Krauthammer touts the lower than expected cost of Medicare Part D. The main reason that this program cost less than expected is that drug prices in general have risen less rapidly than had been projected. This in turn is due to the fact that many blockbuster drugs have gone off patent, leading to lower prices now that they face generic competition. The industry has produced few important new drugs in the last few years thereby reducing the upward pressure on costs.
Finally we have Krauthammer’s error number 3:
“The final charge — cutting taxes for the rich — is the most scurrilous. That would be the same as calling the Ronald Reagan-Bill Bradley 1986 tax reform ‘cutting taxes for the rich.’ In fact, it was designed for revenue neutrality. It cut rates — and for everyone — by eliminating loopholes, including corrupt exemptions and economically counterproductive tax expenditures, to yield what is generally considered by left and right an extraordinarily successful piece of economic legislation.”
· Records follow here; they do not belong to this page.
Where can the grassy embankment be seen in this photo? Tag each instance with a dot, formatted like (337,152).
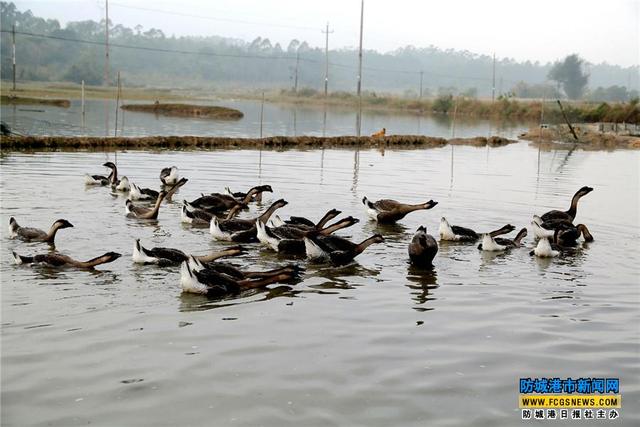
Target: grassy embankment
(186,110)
(462,107)
(24,143)
(502,108)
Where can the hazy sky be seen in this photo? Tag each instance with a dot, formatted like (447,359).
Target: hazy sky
(544,30)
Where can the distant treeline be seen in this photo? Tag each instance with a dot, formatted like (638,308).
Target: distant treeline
(225,63)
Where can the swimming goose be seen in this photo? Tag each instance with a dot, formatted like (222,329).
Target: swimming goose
(169,176)
(388,211)
(215,284)
(241,230)
(170,256)
(123,185)
(544,249)
(235,272)
(500,244)
(305,223)
(289,239)
(137,193)
(35,234)
(100,179)
(140,212)
(218,203)
(59,260)
(194,216)
(423,248)
(337,250)
(257,196)
(570,214)
(461,234)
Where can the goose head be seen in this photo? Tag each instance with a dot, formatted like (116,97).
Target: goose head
(63,223)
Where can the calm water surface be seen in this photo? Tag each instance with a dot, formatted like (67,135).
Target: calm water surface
(278,119)
(371,344)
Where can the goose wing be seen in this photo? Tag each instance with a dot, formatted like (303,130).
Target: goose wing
(335,243)
(171,254)
(556,215)
(299,220)
(386,205)
(463,231)
(288,232)
(29,233)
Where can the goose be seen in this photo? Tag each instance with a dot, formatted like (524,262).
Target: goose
(123,185)
(337,250)
(194,216)
(169,176)
(170,256)
(500,244)
(59,260)
(235,272)
(570,214)
(456,233)
(103,180)
(35,234)
(241,230)
(289,239)
(239,195)
(216,284)
(544,249)
(388,211)
(217,203)
(137,193)
(423,248)
(567,234)
(140,212)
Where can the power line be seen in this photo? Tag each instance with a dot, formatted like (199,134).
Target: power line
(241,56)
(212,18)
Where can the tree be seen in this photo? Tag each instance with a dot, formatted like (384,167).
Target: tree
(570,75)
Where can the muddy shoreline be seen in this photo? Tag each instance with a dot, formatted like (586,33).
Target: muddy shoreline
(186,110)
(27,143)
(23,100)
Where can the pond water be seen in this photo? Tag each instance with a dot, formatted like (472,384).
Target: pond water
(278,119)
(375,343)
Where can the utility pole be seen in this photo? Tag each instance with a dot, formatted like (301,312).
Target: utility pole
(115,133)
(295,81)
(360,70)
(13,39)
(493,84)
(106,48)
(326,60)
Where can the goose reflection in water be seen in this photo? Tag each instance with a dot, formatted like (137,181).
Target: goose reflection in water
(422,283)
(194,302)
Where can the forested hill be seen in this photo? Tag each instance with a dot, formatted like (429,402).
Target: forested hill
(150,57)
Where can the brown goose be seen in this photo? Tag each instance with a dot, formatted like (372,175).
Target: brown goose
(499,243)
(59,260)
(388,211)
(103,180)
(568,215)
(216,202)
(456,233)
(34,234)
(423,248)
(289,239)
(337,250)
(170,256)
(241,230)
(141,212)
(217,284)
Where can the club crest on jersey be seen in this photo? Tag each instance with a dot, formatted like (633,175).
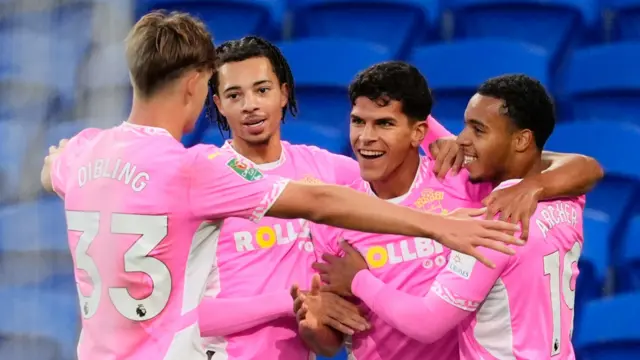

No, actually it is not designed to be revenue neutral. It is designed to cut taxes on the wealthy. Ryan has not produced a set of loopholes whose elimination would offset the cost of his tax cuts. He just wrote in numbers. When the Tax Policy Center of the Urban Institute and Brooking Institution examined Ryan’s tax plan, they found that it came up $2.9 trillion short over the course of the decade. Ryan did not describe a specific set of loopholes to close that they could score, but they would have to be quite large to fill this gap.
I suppose after reading through Ryan’s plan, if you can’t find much good to say about it, you can always talk about the footnotes.